In five minutes Jack was back and radiant.
“He says he doesn’t know why I should go hunting for trouble,” he reported, “but he says I can go.”
“Well, that’s the main thing,” said Raynor cheerily, “and you’d better see Mr. Brown right away. There goes the boat.”
The craft was, in fact, being slung out on the davits when Jack approached the mate and told him that he was to form one of the party.
“Always digging up work for yourself,” grinned the mate.
“That’s what the captain said,” rejoined Jack demurely.
He took his place in the boat, and a few moments later the small craft was being rowed away from the big tanker’s side by six pairs of stout arms.
“Cheerily, men!” admonished Mr. Brown. “Remember it’s the owner we’re going after. It may mean a dollar or two in every man’s pocket if we hurry.”
This hint had the desired effect.
The men bent to the oars till the stout ash curved and the boat hissed through the water. They had not gone more than a mile before a lively breeze caused Mr. Brown to order the sail hoisted.

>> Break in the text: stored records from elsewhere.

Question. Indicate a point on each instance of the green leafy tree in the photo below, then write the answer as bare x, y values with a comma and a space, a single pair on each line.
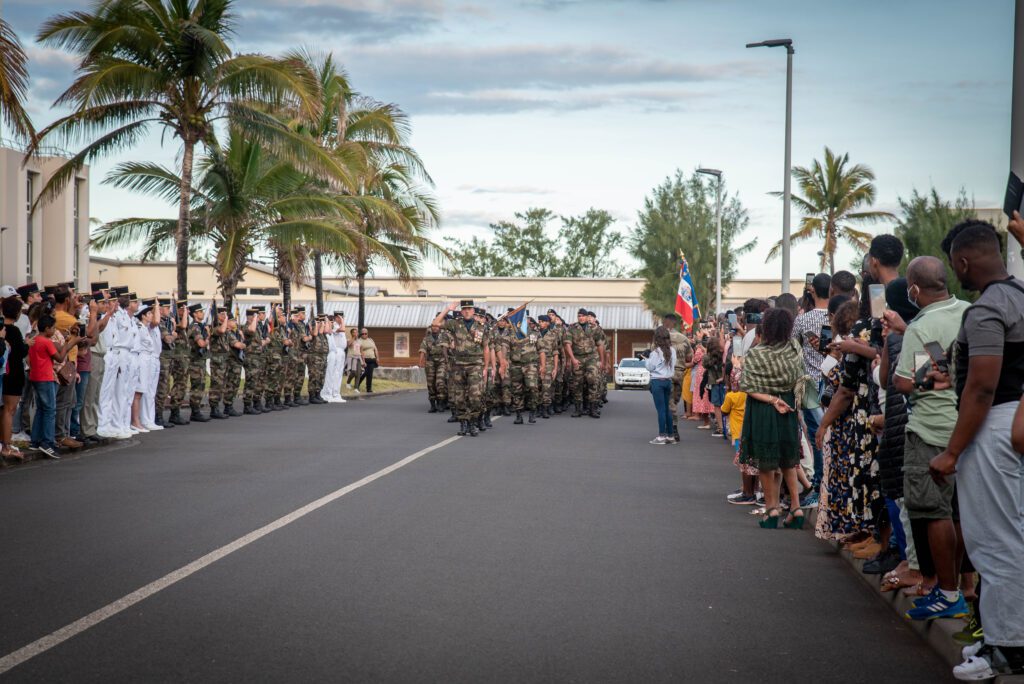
167, 63
13, 83
925, 221
834, 199
521, 248
679, 215
588, 244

Naturally enough, nobody was averse to this, and soon, under the canvas, they were speeding over the dancing sea. In his pleasure at this agreeable break in the monotony of sea-life, Jack almost forgot the seriousness of the errand on which they were bent.
But Mr. Brown reminded him of it by observing, “I’m hoping we are not too late.”
This idea had not entered Jack’s head before. Too late!
What if they were too late, after all! That last message had broken off with suspicious abruptness, although Mr. Jukes must have been then aboard, because his offer of a million dollars to the unknown ship – Jack had not sent the name of the Ajax– was characteristic of him.
The bright afternoon seemed to cloud over as he thought of this. Stern and capricious as the magnate was, still, Jack, in his inner soul, admired his forcefulness and driving power; and as for Tom Jukes, he had formed a genuine liking for the frail lad.
He looked out over the sparkling sea. It was hard to believe that it might have witnessed a marine tragedy within the last few hours.